BEIJING – Shawn Johnson had spent a week smiling her way through the gymnastics hall. No close defeat, no age controversy, no puzzled judges score could stop her. Where human nature said her face should relay some of her internal emotions – disappointment, frustration – she just kept smiling.

Tuesday she beamed after beam.

On her fourth and final chance, Johnson won her gold medal with a nearly flawless routine on balance beam, outpacing teammate Nastia Liukin and China’s Cheng Fei.

At the end she unleashed a smile as big as Beijing itself, a glorious conclusion to a competition that never got her down and only taught her more about herself as she came to appreciate the journey as much as the destination.

“I kept saying, ‘finally’ a lot,” Johnson laughed. “I made it. I finally won a gold medal.

I can’t stop smiling. I’m so excited.”

The 4-foot-9 powerhouse from Iowa had won over the fans here with her strong performance and profound grace. You can’t call an Olympics a disappointment when you win three silvers. Johnson came here for gold, however. She was the favorite, the best in the world. And she kept losing by the slimmest and most frustrating of ways.

There was an age controversy and a teammate’s foibles that overshadowed the team competition. She lost to Liukin, who she routinely defeated in the States, in the all-around. She had the floor gold wrapped up only to lose on the very last performance.
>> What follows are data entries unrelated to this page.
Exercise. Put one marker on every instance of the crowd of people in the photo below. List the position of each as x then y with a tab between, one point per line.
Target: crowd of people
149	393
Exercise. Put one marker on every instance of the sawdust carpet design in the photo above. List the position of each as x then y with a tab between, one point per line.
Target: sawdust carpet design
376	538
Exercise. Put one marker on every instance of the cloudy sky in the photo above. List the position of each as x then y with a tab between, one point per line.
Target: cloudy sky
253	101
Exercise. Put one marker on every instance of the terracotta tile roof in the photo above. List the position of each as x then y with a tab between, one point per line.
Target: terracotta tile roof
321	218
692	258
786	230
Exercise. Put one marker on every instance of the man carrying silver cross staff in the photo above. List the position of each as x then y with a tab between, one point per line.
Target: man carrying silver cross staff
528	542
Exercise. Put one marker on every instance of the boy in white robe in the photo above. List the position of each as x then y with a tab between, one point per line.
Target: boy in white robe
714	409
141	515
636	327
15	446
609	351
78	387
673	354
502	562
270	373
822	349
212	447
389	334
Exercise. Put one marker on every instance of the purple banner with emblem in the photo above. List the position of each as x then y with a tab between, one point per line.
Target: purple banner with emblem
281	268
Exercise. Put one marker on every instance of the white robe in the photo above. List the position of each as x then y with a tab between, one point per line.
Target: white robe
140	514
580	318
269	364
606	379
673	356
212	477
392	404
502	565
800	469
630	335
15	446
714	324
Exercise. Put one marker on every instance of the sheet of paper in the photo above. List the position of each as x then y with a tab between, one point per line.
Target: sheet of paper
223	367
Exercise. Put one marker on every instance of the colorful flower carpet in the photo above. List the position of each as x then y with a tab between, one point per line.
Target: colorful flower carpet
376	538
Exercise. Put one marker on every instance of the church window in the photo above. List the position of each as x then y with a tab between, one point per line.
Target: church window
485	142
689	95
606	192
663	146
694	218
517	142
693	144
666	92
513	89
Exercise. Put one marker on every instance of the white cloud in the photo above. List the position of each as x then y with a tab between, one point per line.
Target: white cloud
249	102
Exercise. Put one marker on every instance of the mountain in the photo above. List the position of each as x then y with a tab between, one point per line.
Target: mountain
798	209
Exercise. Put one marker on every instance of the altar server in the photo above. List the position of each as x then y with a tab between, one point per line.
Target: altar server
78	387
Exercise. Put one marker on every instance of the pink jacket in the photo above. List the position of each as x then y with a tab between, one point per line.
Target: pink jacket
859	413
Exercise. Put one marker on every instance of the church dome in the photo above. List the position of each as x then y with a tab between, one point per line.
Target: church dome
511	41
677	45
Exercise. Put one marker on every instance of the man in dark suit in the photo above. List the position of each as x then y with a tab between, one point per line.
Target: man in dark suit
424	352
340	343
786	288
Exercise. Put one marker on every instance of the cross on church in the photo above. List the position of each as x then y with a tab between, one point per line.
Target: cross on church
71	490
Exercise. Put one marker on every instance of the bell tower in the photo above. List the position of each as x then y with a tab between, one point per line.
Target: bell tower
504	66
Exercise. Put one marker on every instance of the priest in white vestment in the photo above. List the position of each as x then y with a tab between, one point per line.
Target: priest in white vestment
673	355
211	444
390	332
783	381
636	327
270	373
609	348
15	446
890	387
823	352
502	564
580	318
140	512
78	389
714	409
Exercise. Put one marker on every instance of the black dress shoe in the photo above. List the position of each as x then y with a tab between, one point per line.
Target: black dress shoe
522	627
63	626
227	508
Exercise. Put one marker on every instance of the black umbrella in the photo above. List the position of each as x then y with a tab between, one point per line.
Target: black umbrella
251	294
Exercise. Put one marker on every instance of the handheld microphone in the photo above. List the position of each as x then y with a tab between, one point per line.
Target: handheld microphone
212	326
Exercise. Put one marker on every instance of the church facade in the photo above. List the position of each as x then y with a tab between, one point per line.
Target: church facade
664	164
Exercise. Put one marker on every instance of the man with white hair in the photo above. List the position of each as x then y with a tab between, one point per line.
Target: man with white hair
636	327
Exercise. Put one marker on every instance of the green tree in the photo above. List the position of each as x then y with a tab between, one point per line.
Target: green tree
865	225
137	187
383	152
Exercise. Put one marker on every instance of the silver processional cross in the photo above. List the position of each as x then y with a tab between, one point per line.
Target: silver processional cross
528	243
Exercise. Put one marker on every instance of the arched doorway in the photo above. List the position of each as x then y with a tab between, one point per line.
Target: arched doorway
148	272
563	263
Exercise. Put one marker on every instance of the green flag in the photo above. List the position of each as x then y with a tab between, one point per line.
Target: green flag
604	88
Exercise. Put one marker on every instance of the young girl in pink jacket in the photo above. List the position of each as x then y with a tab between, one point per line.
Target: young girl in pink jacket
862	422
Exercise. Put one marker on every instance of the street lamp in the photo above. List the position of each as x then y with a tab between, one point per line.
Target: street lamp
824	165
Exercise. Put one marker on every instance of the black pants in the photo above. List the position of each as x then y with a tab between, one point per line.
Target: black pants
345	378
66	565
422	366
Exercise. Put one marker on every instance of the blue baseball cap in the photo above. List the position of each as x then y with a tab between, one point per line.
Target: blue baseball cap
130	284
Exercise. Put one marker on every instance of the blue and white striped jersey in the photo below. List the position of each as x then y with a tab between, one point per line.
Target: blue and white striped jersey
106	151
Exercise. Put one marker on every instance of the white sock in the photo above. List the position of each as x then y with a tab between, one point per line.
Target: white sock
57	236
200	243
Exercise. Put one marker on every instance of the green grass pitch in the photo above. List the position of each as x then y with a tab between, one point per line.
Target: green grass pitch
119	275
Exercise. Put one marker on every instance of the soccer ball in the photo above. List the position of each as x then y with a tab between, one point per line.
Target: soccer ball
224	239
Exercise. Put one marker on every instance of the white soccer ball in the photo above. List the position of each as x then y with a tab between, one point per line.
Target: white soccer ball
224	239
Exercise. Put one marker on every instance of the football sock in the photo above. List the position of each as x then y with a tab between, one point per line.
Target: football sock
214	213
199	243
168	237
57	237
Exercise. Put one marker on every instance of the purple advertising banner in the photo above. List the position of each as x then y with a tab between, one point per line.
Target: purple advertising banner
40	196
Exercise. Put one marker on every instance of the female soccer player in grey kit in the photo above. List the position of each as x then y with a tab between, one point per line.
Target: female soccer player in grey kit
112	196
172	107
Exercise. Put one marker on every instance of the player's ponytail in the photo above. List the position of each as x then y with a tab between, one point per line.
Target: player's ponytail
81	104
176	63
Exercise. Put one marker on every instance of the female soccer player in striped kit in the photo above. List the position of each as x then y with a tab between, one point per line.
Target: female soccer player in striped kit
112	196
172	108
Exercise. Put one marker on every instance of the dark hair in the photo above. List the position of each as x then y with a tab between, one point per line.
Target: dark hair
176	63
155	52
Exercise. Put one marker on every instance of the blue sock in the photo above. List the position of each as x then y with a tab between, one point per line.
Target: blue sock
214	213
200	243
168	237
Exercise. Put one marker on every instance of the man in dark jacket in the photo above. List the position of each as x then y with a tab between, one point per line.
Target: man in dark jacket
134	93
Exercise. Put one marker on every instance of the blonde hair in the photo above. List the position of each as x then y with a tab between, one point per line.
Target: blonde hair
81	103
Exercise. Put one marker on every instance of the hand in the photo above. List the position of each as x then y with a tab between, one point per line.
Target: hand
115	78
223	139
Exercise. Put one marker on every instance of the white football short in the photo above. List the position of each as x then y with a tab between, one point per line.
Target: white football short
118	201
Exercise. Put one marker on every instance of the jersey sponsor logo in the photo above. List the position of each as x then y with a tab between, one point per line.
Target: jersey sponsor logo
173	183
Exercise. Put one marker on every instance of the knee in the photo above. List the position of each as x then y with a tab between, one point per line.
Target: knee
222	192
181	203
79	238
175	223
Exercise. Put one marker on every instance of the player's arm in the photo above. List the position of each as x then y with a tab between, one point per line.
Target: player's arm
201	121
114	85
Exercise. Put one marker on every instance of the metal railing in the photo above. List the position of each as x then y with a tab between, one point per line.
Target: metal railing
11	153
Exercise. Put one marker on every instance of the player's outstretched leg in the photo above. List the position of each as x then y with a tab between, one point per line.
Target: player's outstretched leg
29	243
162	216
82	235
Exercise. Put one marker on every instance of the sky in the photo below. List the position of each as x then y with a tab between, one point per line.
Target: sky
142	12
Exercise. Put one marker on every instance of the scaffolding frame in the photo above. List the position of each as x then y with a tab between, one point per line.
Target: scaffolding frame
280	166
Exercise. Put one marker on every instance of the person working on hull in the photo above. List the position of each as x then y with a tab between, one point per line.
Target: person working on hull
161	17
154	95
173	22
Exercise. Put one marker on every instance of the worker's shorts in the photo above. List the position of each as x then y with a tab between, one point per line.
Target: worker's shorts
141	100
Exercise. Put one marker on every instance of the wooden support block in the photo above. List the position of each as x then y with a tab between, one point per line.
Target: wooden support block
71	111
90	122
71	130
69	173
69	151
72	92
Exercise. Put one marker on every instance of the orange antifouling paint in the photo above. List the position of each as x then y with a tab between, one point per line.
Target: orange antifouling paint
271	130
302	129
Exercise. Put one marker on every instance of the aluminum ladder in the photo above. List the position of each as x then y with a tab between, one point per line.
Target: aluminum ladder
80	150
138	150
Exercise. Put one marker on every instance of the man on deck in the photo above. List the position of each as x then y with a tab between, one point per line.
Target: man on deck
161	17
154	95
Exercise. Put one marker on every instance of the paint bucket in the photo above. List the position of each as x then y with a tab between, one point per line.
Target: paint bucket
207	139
Throughout, the belief was that Johnson wasn’t receiving her customary high marks because the Olympic judges preferred taller, lankier, more graceful gymnasts to her stocky power. It is the unfair twist of gymnastics. It isn’t just how many flips you can do, it’s how you look doing them.

Johnson couldn’t get taller or leaner, she could only get tougher.

“The first time it did hurt a little,” she said. “But I go by, everything happens for a reason and for some reason the judges were giving me scores I’m not used to. But they had a reason.

“It did upset me a little, but I thought about it and I decided, I was at the Olympic Games, I was having the time of my life and I’m winning medals.”

What she decided was she wouldn’t pout. What did she have to complain about anyway? The truth was she hadn’t been perfect. She could be better.

Johnson is unique in high-level gymnastics because of the way she got here. She attends her local public school, Valley High in West Des Moines, while many competitors are home-schooled or part of a government athletic program.

She trains just four hours a day, about half as much as others. She is about as normal as it gets, as typical an American teen as a world-class athlete can be. This is no gymnastics robot.

In the end, that regular world perspective paid off.

She kept looking at her silvers and appreciating what they meant. She began drawing a greater value in coming close than actually finishing it off. The lesson was more valuable than the medal.

“When you do get (silver) you feel different emotions, but I looked back and appreciated that I had a medal,” she said. “If it were gold, it might feel differently. I don’t know how to explain it. I definitely came to appreciate it. I wouldn’t trade my silver medals for anything in the world. Not even gold.”

None of which means she didn’t want gold. She was so focused on winning the beam she did seven practice routines, an abnormally high number, despite being physically exhausted. On each one she kept making mistakes.

“The more mistakes you make in practice, the more you worry.”

She sat down and spent a minute in quiet contemplation. She decided to forget about the gold, the silver, the anything. She wanted to go out and deliver on the final performance of her Olympics. No, this hadn’t gone how she expected. No, she wouldn’t let that influence her.

“I wanted to do my best routine. I didn’t want to leave the Olympics thinking I could do better.”

If the judges liked it, they liked it.

“The eighth time was the charm,” she smiled.

She received huge hugs from her coaches. “I’m totally, fantastically happy,” said Martha Karolyi. “She needed that.” She was cheered on by Liukin. “Now we both are Olympic champions.” Competitors around the globe came over to congratulate her. The mostly Chinese crowd roared like one of their own had prevailed.

Johnson’s smile had won everyone over. And now it was bigger and brighter than ever, golden indeed.